Gli abbruzzesi Bloody Souls rilasciano il loro primo album “The Devil’s Hole”. Un concentrato di hard rock, doom e stoner metal, che batte territori già ben conosciuti e collaudati. E lo fa con la noncuranza tipica della migliore tradizione rockettara. I Bloody Souls fanno la musica che gli è sempre piaciuta, e chi se ne frega del resto. Questo atteggiamento di partenza dà origine a un album fluido, incattivito ma non appesantito dalle influenze doom, abilmente amalgamate a una base hard rock che risulterà familiare agli appassionati del genere, sebbene magari un po’ manierista. Le tematiche sono quanto di più classico ci si possa aspettare da un lavoro di questo tipo, spaziando tra morte, demoni, morte, oscurità, morte, e qualche altro demone tanto per essere sicuri di non essere capiti male.
Sospesi tra rock e doom, i Bloody Souls rilasciano il loro album d’esordio “The Devil’s Hole”

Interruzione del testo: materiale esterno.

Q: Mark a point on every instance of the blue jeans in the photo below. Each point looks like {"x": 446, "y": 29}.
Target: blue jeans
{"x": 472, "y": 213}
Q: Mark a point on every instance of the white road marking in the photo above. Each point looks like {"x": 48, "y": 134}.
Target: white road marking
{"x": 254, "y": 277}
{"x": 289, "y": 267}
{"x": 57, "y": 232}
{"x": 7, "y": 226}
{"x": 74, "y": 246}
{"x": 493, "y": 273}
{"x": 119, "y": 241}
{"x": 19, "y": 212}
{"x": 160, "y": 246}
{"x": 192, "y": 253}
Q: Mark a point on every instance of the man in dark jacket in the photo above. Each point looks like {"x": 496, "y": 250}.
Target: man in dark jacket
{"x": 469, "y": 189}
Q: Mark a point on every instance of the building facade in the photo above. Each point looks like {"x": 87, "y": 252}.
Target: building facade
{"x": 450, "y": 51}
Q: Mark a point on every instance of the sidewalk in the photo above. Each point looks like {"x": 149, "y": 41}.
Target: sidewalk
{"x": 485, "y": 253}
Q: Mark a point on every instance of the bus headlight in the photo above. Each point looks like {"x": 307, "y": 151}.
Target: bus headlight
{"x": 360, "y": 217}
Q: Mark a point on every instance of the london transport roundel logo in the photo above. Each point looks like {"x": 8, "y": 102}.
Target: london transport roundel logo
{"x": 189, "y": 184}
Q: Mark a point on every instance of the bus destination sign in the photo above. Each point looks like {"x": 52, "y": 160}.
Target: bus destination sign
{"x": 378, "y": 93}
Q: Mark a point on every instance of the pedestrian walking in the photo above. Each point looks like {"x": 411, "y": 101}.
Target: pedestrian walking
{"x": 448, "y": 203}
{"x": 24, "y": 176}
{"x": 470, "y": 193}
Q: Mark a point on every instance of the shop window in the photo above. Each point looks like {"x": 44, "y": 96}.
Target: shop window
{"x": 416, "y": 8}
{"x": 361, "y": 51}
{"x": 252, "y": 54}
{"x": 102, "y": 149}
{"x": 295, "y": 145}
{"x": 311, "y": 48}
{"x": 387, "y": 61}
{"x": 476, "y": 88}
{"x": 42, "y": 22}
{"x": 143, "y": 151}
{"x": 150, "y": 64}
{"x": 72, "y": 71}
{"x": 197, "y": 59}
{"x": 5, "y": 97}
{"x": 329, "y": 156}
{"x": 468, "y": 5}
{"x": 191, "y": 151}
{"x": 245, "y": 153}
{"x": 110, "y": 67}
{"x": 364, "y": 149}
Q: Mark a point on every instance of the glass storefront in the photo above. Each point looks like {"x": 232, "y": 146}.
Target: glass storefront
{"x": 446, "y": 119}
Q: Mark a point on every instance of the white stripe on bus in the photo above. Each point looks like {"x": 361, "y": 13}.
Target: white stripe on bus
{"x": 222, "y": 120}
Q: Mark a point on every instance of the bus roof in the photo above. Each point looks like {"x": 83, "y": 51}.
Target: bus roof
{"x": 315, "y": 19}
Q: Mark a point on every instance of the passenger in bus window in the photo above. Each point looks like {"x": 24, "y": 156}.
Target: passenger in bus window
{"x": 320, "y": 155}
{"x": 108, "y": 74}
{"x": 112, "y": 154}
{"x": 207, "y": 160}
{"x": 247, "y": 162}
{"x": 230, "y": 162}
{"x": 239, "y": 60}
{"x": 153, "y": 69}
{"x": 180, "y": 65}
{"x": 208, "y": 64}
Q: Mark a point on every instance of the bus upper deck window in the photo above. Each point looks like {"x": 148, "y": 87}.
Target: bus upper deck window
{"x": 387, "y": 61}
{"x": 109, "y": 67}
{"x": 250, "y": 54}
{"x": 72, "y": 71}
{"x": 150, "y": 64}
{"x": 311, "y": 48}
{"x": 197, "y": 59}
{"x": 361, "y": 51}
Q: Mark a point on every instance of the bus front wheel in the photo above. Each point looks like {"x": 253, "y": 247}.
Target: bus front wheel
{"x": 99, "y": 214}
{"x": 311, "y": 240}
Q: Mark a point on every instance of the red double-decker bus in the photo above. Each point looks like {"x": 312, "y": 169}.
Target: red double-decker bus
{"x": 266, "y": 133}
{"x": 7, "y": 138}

La voce raschiante ma mai growlata di Johnny Hell (al secolo Giovanni Liberatoscioli, voce e chitarra) fa un buon lavoro nel calarci in un buio antro di sangue e zolfo, variando i toni da un sordo e basso ringhio a toni più clean. La title track “The Devil’s Hole” apre l’album e non a caso è stata scelta come singolo. Esemplifica fin da subito ciò che la band vuole fare. Ritmo medio e pesante al punto giusto, con forti venature doom/stoner, coronati da un luciferino assolo hard rock. Segue “Bloody Souls”, incedendo lenta e doomeggiante per poi aprirsi in un finale metal poghereccio, che si farà apprezzare in uno scenario live. “Madhouse” non fa altro che confermare la formula delle due tracce precedenti, per poi lasciare il campo alla malevola “Solve et Coagula”. Questa è una sorta di inno perverso al Principe delle Tenebre, che zoppica un po’, a dire il vero, a livello di testo. Il comparto strumentale regge meglio qui, pur non sorprendendo particolarmente.
“The Devil’s Hole” ha una commistione che funziona, sebbene a volte pecchi di guizzi compositivi
“Living in Darkness” assume un tono più epico, lento e cupo, rappresentando forse il brano più pienamente doom dell’album. Continua su questa strada “Demon’s March”, pur risultando meno incisiva e più monotona. Forse il brano più debole di “Bloody Souls”, che poi si chiude sulle note di “Belphagor”. Si tratta di una cazzuta traccia epic doom metal stile Candlemass, che incede minacciosa fino alla fine dell’album. In conclusione, si può dire che l’esordio dei Bloody Souls, pur graffiato da imperfezioni espressive e creative (non guasterebbe qualche guizzo in più a livello compositivo) rappresenta un buon punto di partenza per la band abbruzzese. È consigliabile a chi è rimasto affascinato dal doom metal o dallo stoner, ma li ha trovati difficili da digerire per lentezza e pesantezza di sound. Qui sono presenti, ma “alleggeriti” da una felice commistione rock.